Switched Ethernet

Category: Networks

Switching

Switched Ethernet

L2 Switches are used within enterprise and university networks to connect multiple devices on the same network. Historically, they were used as a "bridge" to connect multiple Ethernet segments, but are now typically used in a "point-to-point" configuration.

Learning Switches are a type of L2 switch that learns the MAC addresses of devices connected to it. When a device sends a frame to the switch, the switch records the source MAC address and the port into its forwarding table. When a device sends a frame to the switch, the switch looks up the destination MAC address in its forwarding table and forwards the frame to the appropriate port. If the destination MAC address is not in the table, the switch floods the frame to all ports except the one it was received on.

#define BRIDGE_TAB_SIZE   1024  /* max size of bridging table */
#define MAX_TTL           120   /* time (in seconds) before an entry is flushed */

typedef struct {
    MacAddr     destination;    /* MAC address of a node */
    int         ifnumber;       /* interface to reach it */
    u_short     TTL;            /* time to live */
    Binding     binding;        /* binding in the Map */
} BridgeEntry;

int     numEntries = 0;
Map     bridgeMap = mapCreate(BRIDGE_TAB_SIZE, sizeof(BridgeEntry));

void
updateTable (MacAddr src, int inif)
{
    BridgeEntry       *b;

    if (mapResolve(bridgeMap, &src, (void **)&b) == FALSE )
    {
        /* this address is not in the table, so try to add it */
        if (numEntries < BRIDGE_TAB_SIZE)
        {
            b = NEW(BridgeEntry);
            b->binding = mapBind( bridgeMap, &src, b);
            /* use source address of packet as dest. address in table */
            b->destination = src;
            numEntries++;
        }
        else
        {
            /* can't fit this address in the table now, so give up */
            return;
        }
    }
    /* reset TTL and use most recent input interface */
    b->TTL = MAX_TTL;
    b->ifnumber = inif;
}

Distributed Spanning Tree Algorithm

Initially, all switches assume they are the root of the tree. Switches broadcast configuration messages that contain the `following:

  • The ID of the sender
  • The ID for what the sender believes to be the root
  • The distance (in hops) of the sender to what the sender believes to be the root

Each swtich listens to configuration messages being broadcasted, and remebers the "best" root it has seen. This is defined as:

  • The lowest root ID
  • Equal root IDs, but lower distance
  • Equal root IDs and distances, but lower sender ID

Once it identifies the best root, it adds one to the disance and broadcasts a configuration message with the new root and distance. If a switch realizes it isn't the root anymore, it stops broadcasting configuration messages and starts forwarding frames (still adding 1). Similarly, once a switch recieves a message that indicates a better path, it stops sending messages over that port.

Once the system stabilizes, the only the root will be sending configuration messages, and all other switches will be forwarding.

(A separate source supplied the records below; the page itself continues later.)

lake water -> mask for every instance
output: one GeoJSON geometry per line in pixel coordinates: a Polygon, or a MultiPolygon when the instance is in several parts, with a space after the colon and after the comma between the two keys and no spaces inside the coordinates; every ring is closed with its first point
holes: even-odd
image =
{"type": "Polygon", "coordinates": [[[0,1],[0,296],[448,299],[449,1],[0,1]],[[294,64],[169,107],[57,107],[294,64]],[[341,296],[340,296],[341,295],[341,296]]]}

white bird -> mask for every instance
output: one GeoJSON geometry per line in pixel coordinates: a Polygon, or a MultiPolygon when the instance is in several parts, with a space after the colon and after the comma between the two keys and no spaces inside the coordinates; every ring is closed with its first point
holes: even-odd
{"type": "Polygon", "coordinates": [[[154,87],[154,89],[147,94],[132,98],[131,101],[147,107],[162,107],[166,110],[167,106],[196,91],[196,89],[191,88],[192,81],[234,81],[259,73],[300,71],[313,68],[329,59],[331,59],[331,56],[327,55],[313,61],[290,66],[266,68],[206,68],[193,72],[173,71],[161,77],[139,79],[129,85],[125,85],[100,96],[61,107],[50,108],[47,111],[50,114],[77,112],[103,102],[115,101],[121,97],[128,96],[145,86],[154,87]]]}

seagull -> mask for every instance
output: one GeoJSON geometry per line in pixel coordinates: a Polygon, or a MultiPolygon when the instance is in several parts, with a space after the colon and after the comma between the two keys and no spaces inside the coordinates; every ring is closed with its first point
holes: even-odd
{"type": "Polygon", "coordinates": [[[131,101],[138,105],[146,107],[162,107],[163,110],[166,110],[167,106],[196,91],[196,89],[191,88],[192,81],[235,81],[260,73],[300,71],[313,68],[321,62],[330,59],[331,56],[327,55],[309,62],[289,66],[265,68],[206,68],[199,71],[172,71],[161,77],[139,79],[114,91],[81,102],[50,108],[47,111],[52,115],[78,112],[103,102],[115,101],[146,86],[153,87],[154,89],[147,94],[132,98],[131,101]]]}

// Psuedo code for the distributed spanning tree algorithm

#define MAX_BRIDGES 1024

struct bridge {
    macaddr     root;       // ID of the root
    int     distance;       // distance to the root
    int     port;           // port to reach the root
    int     TTL;            // time to live
};

struct message {
    macaddr root;           // ID of the root (mac address)
    int     distance;       // distance to the root
    macaddr     sender;     // ID of the sender (mac address)
};

struct bridge bridges[MAX_BRIDGES];
struct message state;

void
update(struct message* m, int port)
{
    if (m->root < state.root || (m->root == state.root && m->distance < state.distance))
    {
        state.root = m->root;
        state.distance = m->distance + 1;
        state.sender = m->sender;
        state.port = port;
    }
    else if (m->root == state.root && m->distance == state.distance && m->sender < state.sender)
    {
        state.sender = m->sender;
        state.port = port;
    }
}

void
broadcast(struct message* m)
{
    for (int i = 0; i < MAX_BRIDGES; i++)
        if (i != state.port)
            send(i, m);
}

Implementation

To create a switch, all you need to do is buy a general-purpose processor and equip it with multiple network interfaces. However, switches that deliver high-end performance typically take advantage of additional hardware acceleration. These are referred to as hardware switches, although both approaches obviously include a combination of hardware and software.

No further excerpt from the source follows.